Schicharin, Luc (doctorant, ATER, 2L2S ERASE, Université de Lorraine) : À la recherche d’une performativité transgenre : de Judith Butler à Lazlo Pearlman.
Judith Butler réfléchit la notion de « genre » à partir des concepts linguistico-théâtraux de « performance » et de « performativité ». Dans l’article Actes performatifs et constitution des genres : phénoménologie et théorie féministe (1988), Butler affirme qu’une manière de résister à la norme hétérosexuelle est de créer de nouvelles performances de genre. La philosophe analyse alors le travestissement en tant que « nouvelle réalité » du genre, mais elle annonce que la performance travestie n’est pas reçue de la même manière dans le contexte des transports en commun (rituel social) et dans celui de la scène de spectacle (art performance).
Nous voudrions mettre en perspective cette réflexion sur le genre dans la philosophie américaine avec les nouvelles scènes performatives européenne.
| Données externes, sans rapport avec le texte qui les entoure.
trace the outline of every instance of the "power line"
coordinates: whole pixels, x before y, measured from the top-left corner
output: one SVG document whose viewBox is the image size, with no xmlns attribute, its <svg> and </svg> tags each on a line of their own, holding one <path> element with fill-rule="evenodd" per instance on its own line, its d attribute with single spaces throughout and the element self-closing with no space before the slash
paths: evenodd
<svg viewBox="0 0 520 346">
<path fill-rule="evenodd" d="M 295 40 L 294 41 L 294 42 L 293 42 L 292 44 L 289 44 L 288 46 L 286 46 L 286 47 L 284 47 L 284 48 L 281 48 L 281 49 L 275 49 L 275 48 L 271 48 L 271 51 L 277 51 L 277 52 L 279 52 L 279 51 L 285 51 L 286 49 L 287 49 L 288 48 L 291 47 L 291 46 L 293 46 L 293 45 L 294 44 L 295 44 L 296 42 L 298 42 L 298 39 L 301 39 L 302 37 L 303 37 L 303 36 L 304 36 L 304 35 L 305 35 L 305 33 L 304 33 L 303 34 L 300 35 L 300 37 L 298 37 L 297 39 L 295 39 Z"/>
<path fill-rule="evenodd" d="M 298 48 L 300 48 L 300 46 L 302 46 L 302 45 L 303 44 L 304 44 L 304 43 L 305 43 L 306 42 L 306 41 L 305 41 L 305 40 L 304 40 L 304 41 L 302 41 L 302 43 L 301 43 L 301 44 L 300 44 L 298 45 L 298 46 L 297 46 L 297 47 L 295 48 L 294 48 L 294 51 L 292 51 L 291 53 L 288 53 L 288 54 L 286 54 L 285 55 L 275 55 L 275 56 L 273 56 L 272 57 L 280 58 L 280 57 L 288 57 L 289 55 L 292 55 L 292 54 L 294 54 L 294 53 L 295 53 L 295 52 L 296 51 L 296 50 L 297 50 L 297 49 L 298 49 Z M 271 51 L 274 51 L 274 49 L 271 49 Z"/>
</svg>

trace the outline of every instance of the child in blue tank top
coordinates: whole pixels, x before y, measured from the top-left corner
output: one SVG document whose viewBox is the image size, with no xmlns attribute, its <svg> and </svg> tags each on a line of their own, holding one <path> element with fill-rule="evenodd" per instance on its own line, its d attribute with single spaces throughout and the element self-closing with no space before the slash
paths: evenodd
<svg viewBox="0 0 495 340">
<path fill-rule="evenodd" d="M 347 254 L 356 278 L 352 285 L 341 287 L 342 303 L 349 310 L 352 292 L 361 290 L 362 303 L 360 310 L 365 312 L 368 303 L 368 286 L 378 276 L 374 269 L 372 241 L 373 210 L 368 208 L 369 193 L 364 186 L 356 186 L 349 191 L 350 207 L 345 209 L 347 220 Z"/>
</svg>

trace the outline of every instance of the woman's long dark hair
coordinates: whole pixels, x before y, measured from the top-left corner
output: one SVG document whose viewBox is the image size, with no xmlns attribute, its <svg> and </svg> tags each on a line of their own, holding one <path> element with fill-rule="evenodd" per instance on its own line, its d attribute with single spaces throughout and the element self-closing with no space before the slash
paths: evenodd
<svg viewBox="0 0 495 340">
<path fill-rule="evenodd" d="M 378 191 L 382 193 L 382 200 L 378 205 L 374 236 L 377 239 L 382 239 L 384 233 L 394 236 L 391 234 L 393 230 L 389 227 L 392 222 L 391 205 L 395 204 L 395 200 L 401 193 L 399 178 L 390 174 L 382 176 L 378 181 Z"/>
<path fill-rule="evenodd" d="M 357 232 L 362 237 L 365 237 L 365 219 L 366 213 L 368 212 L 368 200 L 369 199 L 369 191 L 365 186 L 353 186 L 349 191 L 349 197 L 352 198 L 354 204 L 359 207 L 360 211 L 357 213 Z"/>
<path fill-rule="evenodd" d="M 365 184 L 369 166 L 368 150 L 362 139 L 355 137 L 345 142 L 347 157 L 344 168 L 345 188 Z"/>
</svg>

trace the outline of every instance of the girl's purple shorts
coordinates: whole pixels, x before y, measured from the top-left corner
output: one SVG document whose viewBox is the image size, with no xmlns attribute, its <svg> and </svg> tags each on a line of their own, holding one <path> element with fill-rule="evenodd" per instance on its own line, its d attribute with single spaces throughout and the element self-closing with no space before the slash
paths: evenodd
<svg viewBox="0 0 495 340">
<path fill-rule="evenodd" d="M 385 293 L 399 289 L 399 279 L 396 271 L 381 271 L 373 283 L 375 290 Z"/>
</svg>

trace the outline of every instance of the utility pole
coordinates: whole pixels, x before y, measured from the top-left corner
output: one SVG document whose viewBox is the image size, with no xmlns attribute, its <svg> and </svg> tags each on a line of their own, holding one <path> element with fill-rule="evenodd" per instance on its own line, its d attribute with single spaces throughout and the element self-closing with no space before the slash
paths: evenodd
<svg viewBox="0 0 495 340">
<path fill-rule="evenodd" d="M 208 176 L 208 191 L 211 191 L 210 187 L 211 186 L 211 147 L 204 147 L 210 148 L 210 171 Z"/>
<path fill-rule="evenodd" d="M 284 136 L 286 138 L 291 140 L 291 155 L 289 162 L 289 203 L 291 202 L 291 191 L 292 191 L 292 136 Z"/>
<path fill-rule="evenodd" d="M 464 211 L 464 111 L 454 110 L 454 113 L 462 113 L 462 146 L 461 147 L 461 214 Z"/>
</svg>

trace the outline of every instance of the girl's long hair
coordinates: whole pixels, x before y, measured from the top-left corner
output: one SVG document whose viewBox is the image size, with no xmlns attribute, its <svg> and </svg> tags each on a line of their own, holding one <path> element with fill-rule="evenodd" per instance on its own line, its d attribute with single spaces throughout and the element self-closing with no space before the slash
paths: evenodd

Pour cela, nous étudierons le film Fake Orgasm de Jo Sol (2010) qui met en vedette Lazlo Pearlman, un artiste queer qui dénude son corps FtM (female-to-male) sur les scènes de cabaret, dans les clubs érotiques, dans des photographies plasticiennes exposées en galerie (et accompagnées par des interviews filmées de Beatriz Preciado et de Judith Butler), puis dans les rues de Barcelone. Lazlo Pearlman recherche une proximité extrême avec le public, le dispositif artistique de son travail inclut une dimension sociale puisque les spectateurs sont invités à discuter sur scène du corps de l’artiste. L’objectif de l’artiste est de partager son expérience corporelle en tant que trans’ et de créer un décalage avec les identités normatives (homme/femme, hétéro/homo, naturelle/artificielle, etc.) qui jonchent la mise-en-scène de la vie quotidienne (Goffman, 1959) chez son public présumé « straight ». L’artiste invite à un rapprochement brechtien entre le théâtre et le social à partir d’une performativité transgenre qui suscite et inclut une réflexion philosophique sur le corps, avec le public, au sein même de l’œuvre.
Luc Schicharin prépare une thèse de doctorat à propos de L’impact théorique de Judith Butler sur la réception des films transgenres dans les études queer en Amérique. Il a déjà publié des articles autour de l’image et de la performativité transgenre : en 2011, « Buck Angel et les Public Service Announcements : une critique transgenre de la cisnormativité sur YouTube », in L. Biscarrat, M. Bourdaa & G. Patriarche (dir.), Culture de soi et médias, revue Recherches en Communication, n°36, Louvain-La-Neuve : Éd. de l’Université catholique de Louvain – département de communication, p. 135-148 ; en 2012, « Les représentations transgenres de Jekyll & Hyde au cinéma », in M. Buscatto, A. Forssell, M. Leontsini, M. Maruani, B. Péquignot & H.Ravet (dir.), Le genre à l’œuvre, vol. 3 : Représentations, Paris : L’Harmattan, p. 151-164.